Ces Jeux comptent-ils pour une qualification olympique ?
Rien dans les communications de la FFTir, de la FFTA ou du CNOSF citées ici n'établit un lien de qualification. Il faut donc les lire comme une compétition internationale à part entière, utile pour la confrontation et l'expérience, sans en déduire d'effet automatique sur une sélection ultérieure.
Quand connaîtra-t-on les porte-drapeaux de la délégation ?

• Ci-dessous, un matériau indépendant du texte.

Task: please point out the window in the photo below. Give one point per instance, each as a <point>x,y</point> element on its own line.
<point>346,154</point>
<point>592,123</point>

Le CNOSF a indiqué le 4 août 2026 que les porte-drapeaux seraient désignés le 17 août 2026, soit quatre jours avant l'ouverture des Jeux. Aucun nom n'était connu à la date de publication de cet article.

En résumé

  • La sélection française pour Tarente confirme que le tir reste l'un des rares sports où une même délégation aligne des athlètes séparés par plus de vingt-cinq ans d'âge.
  • Côté FFTir, la répartition retenue — sept au plateau, quatre à la carabine, quatre au pistolet — donne au plateau près de la moitié de l'effectif.
  • Côté arc, l'absence d'archers à poulies dans la liste tranche avec le calendrier national, qui vient de décerner deux titres élite dans cette arme.
  • Le calendrier est le vrai sujet : les archers rentrent de Tarente le 28 août et les sélections nationales s'ouvrent à Compiègne le 1er septembre.
  • Pour les compétiteurs, l'intérêt de ces Jeux tient moins au palmarès qu'à l'occasion de tirer un format international dense juste avant les échéances de rentrée.